新たな時代のキャリア教育(5)教師のわくわくエンジンも発動

認定NPO法人キーパーソン21代表理事 朝山 あつこ

私たちはプログラムの打ち合わせや研修の場で、教師の「わくわくエンジン」を引き出す支援もします。以前、ある教師がワークシートの「わくわくすること」に、「ハーモニー」「合唱」「オーケストラ」の三つを挙げていました。

「音楽の先生ですか」と尋ねると、「いえ、数学です」との返答。その方は「オーケストラのように、みんなで音を合わせて一つになることにわくわくすると気付きました。僕はクラスみんなが一体になるような授業をしたかったんです。これまで、どんな授業がいい授業なのか、という自問自答に、明確な解を見いだせないままでいました」と打ち明けてくれました。

教師の気付きも引き出す

「新人のころ、研究授業に多くの先生方が見に来られる際、先輩教師に『良い授業とはどんな授業でしょうか』と質問したところ、『見に来た先生がいいと思う授業でしょ』と返されました。以来ずっと、授業の進め方や在り方に自分なりの解を持てずにきてしまいました」と振り返り、彼は「今日初めて、自分が授業で大切にしたいことが何であるかが明確になりました。すごく大切なことに気付かせてもらいました。明日からやってみます」と、わくわくした表情で語りました。

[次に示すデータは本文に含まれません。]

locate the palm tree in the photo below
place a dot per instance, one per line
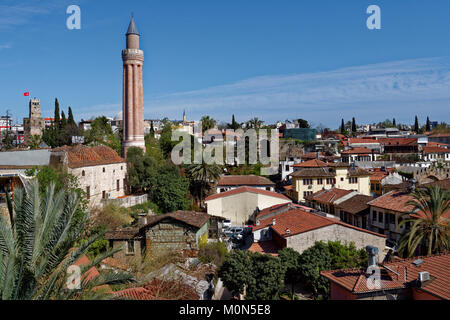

「なぜ教師という仕事をしているのか」「どんなところに自分のわくわくエンジンがあるのか」に気付いたとき、教師自ら考え、動くことで、子どもにとっても教師自身にとっても価値ある授業づくりが始まるのではないでしょうか。自分らしい、生き生きした授業づくりに取り組む教師が増えることが、「子どもが主体的に考え動くこと」につながっていくのだと考えます。

「こうあるべき」と言うだけでは、クリエーティブでポジティブなエネルギーは生まれません。過去の大量生産時代のやり方にいつまでもとらわれていては、これから日本をリードする子どもたちを育てる可能性を消してしまいかねない。そんな危うさをはらんでいると意識する必要があると思うのです。